Elizabeth Rowley

Personal information
- Full name: Elizabeth Olive Rowley
- Born: 6 May 1949 (age 77)
- Height: 1.75 m (5 ft 9 in)

Netball career
- Playing positions: C, WA, WD
- Years: National team / Caps
- 1967–1969: New Zealand / 1

Medal record
Representing New Zealand
World Netball Championships
| Gold medal – first place | 1967 Perth | Tournament |

= Elizabeth Rowley (netball) =

New Zealand netball player

Elizabeth Olive Rowley (born 6 May 1949) is a former New Zealand netball player. She was a member of the New Zealand team at the 1967 World Netball Championships, when New Zealand won the tournament for the first time.

==Early life==
Rowley was born on 6 May 1949, the daughter of Helen Fay Rowley (née Scott) and Rewi Thomas Graham Rowley who farmed in the Clifden area of Southland.

==Netball career==
Rowley first played representative netball for Southland when she was 16 years old.

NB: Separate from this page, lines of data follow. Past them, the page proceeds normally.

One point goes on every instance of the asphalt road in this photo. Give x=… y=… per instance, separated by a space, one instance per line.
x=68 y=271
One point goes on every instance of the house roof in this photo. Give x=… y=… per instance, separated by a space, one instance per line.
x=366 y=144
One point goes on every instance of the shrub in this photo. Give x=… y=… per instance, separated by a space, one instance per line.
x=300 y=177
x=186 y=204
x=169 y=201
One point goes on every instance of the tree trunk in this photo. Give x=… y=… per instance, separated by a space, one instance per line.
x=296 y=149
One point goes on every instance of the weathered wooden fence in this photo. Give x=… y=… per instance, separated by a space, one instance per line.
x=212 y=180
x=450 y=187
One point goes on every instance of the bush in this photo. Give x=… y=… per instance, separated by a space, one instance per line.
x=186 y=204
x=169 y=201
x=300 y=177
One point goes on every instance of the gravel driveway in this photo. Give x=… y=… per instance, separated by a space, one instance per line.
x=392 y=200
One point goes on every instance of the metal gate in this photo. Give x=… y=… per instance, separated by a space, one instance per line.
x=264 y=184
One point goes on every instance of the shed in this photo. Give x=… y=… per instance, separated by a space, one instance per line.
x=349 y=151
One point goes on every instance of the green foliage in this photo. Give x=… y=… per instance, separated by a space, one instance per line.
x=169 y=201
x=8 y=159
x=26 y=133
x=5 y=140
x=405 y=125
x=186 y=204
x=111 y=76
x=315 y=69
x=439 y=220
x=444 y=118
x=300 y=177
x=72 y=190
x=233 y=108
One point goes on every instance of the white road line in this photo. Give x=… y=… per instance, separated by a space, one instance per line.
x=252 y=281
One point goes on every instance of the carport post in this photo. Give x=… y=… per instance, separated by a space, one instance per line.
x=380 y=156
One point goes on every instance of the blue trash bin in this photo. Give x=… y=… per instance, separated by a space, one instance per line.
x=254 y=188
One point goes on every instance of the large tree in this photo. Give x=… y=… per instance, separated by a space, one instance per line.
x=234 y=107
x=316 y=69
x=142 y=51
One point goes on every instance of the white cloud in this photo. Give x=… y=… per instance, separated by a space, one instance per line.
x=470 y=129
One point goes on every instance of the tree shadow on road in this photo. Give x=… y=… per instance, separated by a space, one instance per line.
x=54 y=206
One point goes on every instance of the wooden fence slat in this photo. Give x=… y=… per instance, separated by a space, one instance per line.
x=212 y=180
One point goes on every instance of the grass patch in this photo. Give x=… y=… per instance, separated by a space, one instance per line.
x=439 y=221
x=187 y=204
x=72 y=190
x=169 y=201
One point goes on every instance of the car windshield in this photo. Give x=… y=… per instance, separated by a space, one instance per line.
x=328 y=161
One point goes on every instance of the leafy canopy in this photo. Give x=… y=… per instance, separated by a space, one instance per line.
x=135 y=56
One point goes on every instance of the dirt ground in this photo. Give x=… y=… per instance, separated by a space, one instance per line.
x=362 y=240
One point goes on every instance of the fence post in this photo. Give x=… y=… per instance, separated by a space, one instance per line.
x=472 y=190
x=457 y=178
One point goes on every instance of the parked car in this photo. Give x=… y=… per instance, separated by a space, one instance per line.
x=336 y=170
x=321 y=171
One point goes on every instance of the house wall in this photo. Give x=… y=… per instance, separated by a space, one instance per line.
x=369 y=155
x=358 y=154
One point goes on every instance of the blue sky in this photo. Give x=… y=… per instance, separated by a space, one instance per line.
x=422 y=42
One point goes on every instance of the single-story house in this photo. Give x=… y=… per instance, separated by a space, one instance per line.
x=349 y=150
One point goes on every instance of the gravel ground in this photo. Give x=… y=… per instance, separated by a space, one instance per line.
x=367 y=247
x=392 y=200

After the 1966 national championships, Rowley was one of 21 players named as trialists for the national team to travel to the 1967 World Netball Championships in Perth. She was duly selected after the trials held in March 1967, and was the youngest member of the squad. At the tournament, Rowley only played in one match, in the mid-court against Singapore.

The 1967 world championship team was inducted into the New Zealand Sports Hall of Fame in 1996.

Rowley moved to Christchurch in 1967 to study to become a dental nurse, and played for the Hagley club. The following year, she was selected to be a Canterbury representative player. Rowley graduated from the School for Dental Nurses in February 1969, and she returned to Southland.

In June 1969, Rowley was a surprise selection in the national squad chosen to play two tests against the touring Australian team. She had initially been omitted from the trials, but was included as she had been a member of the 1967 team to Australia, although her play on that tour was described as being "extremely disappointing". Subsequently, she did not appear in either of the two tests.

==Later life==
In 1971, Rowley married Timothy Colin Story, who farmed Venlaw Station, east of Edendale, in partnership with his brother. She later lived in Coromandel, and Queenstown. She participated in the 1988 Golden Oldies World Netball Festival in Brisbane, playing in a team alongside Robyn Broughton and Elva Simpson.